No, I believe it has to do with diet. It’s something in those fruit bars we send with them for snack time. Think about it. There were no Pop-Tarts around in 1900, were there?
* * *
Still, she can’t hide that little girl entirely. The sophisticate slips up now and then and lets the sweetheart show through. Like the other day, I was teasing her. Can’t remember what I was teasing her about, but that doesn’t matter. Teasing runs in my family, too.
Anyway, she says, “Gosh, Dad. You’re really some kind of looniac.”
See, from the time she was old enough to tease back, she’s had a peculiar way with certain words. For instance, her favorite meal was “pezzgetti,” and when we pretend-boxed, she would crunch down like Joe Frazier and say, “All right, Buster … put up your pooks. Time for a wristfight.”
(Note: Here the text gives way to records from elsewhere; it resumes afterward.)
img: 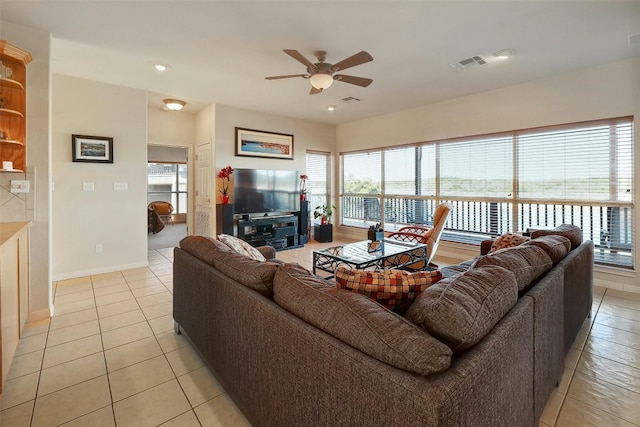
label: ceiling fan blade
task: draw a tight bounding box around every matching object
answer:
[265,74,308,80]
[283,49,316,70]
[334,74,373,87]
[331,51,373,72]
[309,86,323,95]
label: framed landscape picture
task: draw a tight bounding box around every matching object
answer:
[235,127,294,160]
[72,134,114,163]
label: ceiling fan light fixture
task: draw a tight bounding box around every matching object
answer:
[310,73,334,90]
[163,98,186,111]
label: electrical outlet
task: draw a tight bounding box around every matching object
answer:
[95,244,103,253]
[83,182,95,191]
[10,180,30,193]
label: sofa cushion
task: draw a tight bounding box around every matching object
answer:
[273,263,452,376]
[522,235,571,265]
[489,233,530,253]
[531,224,583,250]
[212,251,279,297]
[472,245,553,292]
[405,265,518,352]
[334,267,442,314]
[179,236,231,266]
[218,233,266,262]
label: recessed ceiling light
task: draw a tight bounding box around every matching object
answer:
[327,105,336,111]
[493,49,517,59]
[154,63,170,71]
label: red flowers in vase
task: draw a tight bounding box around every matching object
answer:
[217,166,234,204]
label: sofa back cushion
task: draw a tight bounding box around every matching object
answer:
[405,265,518,352]
[273,264,452,376]
[213,252,279,298]
[531,224,583,250]
[334,267,442,314]
[179,236,230,266]
[522,235,571,265]
[472,245,552,293]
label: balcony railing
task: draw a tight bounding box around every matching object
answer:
[340,195,633,268]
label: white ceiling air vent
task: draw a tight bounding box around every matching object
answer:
[340,96,361,104]
[449,55,489,72]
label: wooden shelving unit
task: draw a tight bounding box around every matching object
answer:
[0,41,32,173]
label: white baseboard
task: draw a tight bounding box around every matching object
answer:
[53,261,149,281]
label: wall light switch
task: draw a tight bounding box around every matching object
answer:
[10,180,30,193]
[114,182,128,191]
[82,182,94,191]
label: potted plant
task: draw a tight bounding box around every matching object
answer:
[314,203,337,225]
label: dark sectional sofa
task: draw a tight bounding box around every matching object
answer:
[173,225,594,427]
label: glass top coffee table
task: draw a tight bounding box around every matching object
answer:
[312,238,428,279]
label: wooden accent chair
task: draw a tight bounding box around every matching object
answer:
[148,201,174,225]
[386,202,452,269]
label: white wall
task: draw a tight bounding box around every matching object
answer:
[336,57,640,293]
[214,104,336,183]
[52,75,148,280]
[147,146,188,163]
[0,21,52,318]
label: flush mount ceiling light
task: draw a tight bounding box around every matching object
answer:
[493,48,517,59]
[153,63,170,71]
[326,105,336,111]
[309,73,334,90]
[163,99,186,111]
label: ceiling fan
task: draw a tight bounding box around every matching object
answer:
[265,49,373,95]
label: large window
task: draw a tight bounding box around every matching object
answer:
[340,117,634,268]
[305,150,332,214]
[147,163,188,214]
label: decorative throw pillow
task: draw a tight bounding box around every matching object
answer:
[405,265,518,352]
[334,267,443,314]
[489,233,530,253]
[218,234,266,262]
[273,264,452,376]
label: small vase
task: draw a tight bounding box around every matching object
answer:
[321,217,328,225]
[221,195,230,204]
[300,193,306,201]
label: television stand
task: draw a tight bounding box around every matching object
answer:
[237,215,301,251]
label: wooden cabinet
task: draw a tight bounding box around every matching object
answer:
[0,41,32,173]
[0,221,30,396]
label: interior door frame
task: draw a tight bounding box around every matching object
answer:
[147,141,194,237]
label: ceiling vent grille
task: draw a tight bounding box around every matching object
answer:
[340,96,361,103]
[449,55,489,72]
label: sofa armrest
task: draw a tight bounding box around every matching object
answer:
[480,239,494,255]
[257,245,276,260]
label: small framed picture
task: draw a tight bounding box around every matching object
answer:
[235,127,294,160]
[72,134,114,163]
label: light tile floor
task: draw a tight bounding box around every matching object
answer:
[0,242,639,426]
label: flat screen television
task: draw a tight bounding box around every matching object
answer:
[233,168,300,215]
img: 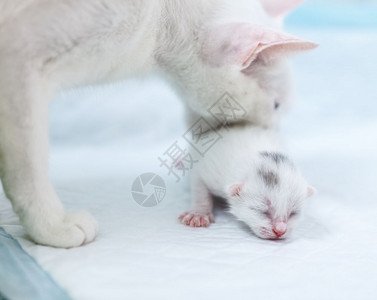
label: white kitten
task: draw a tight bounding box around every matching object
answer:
[0,0,316,247]
[179,125,315,239]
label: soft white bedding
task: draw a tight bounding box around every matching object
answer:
[1,29,377,300]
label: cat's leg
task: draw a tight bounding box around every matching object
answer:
[179,175,214,227]
[0,66,98,248]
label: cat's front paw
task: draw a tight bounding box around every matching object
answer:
[178,211,214,228]
[26,211,98,248]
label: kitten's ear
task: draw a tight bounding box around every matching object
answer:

It was delightful, but I eventually had to tell her the right words. Didn’t want her ordering pezzgetti in a fancy restaurant on Prom Night, after all.
“‘Looniac,’ huh?” I said, and she clutched up.
“That’s a word, isn’t it? Looniac?”
“Well … I’ve heard of lunatics. And I’ve heard of maniacs. But Honey, I’ve never actually heard of a looniac.”
For a moment, she was embarrassed. Pinked up like a new-born. Then she laughed. A big little girl laugh, all at herself. She’ll be fine if she keeps that up.
I mean, there’s no good reason she won’t be around to see the turn of the next century—what with them Twenty-First Century fruit bars and all—and as long as she doesn’t ever lose track of that sweet kid I love so much, it’ll be the best 100 years of her life.